Argon haussa les épaules.
« Tu es Reine. Parfois la force doit être employée. Pas seulement contre ses ennemis. Mais même contre son propre peuple. Fais ce que tu sais. Ne cherche pas toujours la bénédiction de ton peuple. L’approbation est quelque chose d’élusif. Parfois, quand ton peuple te hait le plus, c’est le signe que tu fais ce qu’il y a de mieux pour lui. Ton père a été gratifié d’un règne de paix. Mais toi, Gwendolyn, tu subiras une épreuve bien plus grande : tu auras un règne de fer.
Alors qu’Argon se détournait pour s’en aller, Gwendolyn fit un pas en avant et tendit la main vers lui.
« Argon » appela-t-elle.
Il s’arrêta, mais ne se retourna pas.
« Dites-moi seulement une chose de plus. Je vous en supplie. Verrais-je jamais à nouveau Thorgrin ? »
Il fit une pause, un long et lourd silence. Dans ce silence lugubre, elle sentit son cœur se briser en deux, espérant et priant qu’il lui donnerait une réponse de plus.
« Oui », répondit-il.
Elle se tint là, le cœur battant, avide d’en savoir plus.
« Ne pouvez-vous m’en dire plus ? »
Il se tourna et la regarda, de la tristesse dans les yeux.
« Souviens-toi du choix que tu as fait. Tous les amours ne sont pas faits pour durer toute l’éternité. »
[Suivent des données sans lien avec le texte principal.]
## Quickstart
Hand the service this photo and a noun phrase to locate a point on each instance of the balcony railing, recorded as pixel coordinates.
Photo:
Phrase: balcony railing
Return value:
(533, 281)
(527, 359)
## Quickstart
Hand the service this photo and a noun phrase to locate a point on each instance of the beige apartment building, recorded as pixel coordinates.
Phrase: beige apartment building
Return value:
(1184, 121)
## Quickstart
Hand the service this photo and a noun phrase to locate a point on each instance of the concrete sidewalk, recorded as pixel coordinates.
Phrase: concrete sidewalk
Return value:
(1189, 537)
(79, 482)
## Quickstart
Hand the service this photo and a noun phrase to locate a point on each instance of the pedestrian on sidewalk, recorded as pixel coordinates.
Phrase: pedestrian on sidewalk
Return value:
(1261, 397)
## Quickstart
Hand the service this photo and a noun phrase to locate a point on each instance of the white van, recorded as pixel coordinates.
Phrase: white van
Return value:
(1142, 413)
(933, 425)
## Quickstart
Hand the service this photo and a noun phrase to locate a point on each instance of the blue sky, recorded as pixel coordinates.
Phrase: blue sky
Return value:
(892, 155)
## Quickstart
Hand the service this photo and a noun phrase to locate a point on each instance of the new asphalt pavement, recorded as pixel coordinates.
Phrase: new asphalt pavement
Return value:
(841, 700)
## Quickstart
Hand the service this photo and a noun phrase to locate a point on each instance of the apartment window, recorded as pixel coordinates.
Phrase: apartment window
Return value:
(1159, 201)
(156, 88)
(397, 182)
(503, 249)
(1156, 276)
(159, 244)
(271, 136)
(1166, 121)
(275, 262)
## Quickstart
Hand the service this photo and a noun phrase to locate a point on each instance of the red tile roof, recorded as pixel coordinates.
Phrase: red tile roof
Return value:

Haut au-dessus, Gwen entendit un faucon pousser un cri strident, et elle regarda le ciel, s’interrogeant.
Elle se tourna pour voir à nouveau Argon, mais il était déjà parti.
Elle serra fort Guwayne et contempla son royaume, jetant un dernier long regard, voulant se le remémorer ainsi, quand il était encore éclatant, vivant. Avant que tout ne se transforme en cendres. Elle se demanda avec effroi quel si grand danger pouvait se tapir derrière ce vernis de beauté. Elle frissonna, car elle savait, sans aucun doute, qu’il les atteindrait tous très bientôt.
CHAPITRE SEPT
Stara cria pendant qu’elle chutait dans les airs, battant des bras, Reece à côté d’elle, Matus et Srog à côté de lui, les quatre dégringolant du mur du château dans le vent et la pluie aveuglants, plongeant vers le sol. Elle se prépara alors qu’elle voyait les gros buissons arriver vers elle rapidement, et elle réalisa que la seule raison pour laquelle elle pourrait survivre à la chute était leur présence.
Un instant plus tard, Stara eut l’impression que chaque os de son corps se brisait alors qu’elle s’écrasait dans le buisson – qui ralentit à peine sa chute – et continua jusqu’à heurter le sol. Elle eut le souffle coupé, et fut sûre de s’être fêlée une cote. Toutefois en même temps elle s’enfonça de quelques centimètres et prit conscience que le sol était plus mou, plus boueux qu’elle ne l’avait pensé, et avait amorti sa chute.
Les autres touchèrent le sol, eux aussi, à côté d’elle, et tous commencèrent à dévisser alors que la boue cédait. Stara n’avait pas anticipé qu’ils atterriraient sur une pente raide, et avant qu’elle n’ait pu s’arrêter, elle glissait avec les autres, se précipitant vers le bas de la colline, tous pris dans une coulée de boue.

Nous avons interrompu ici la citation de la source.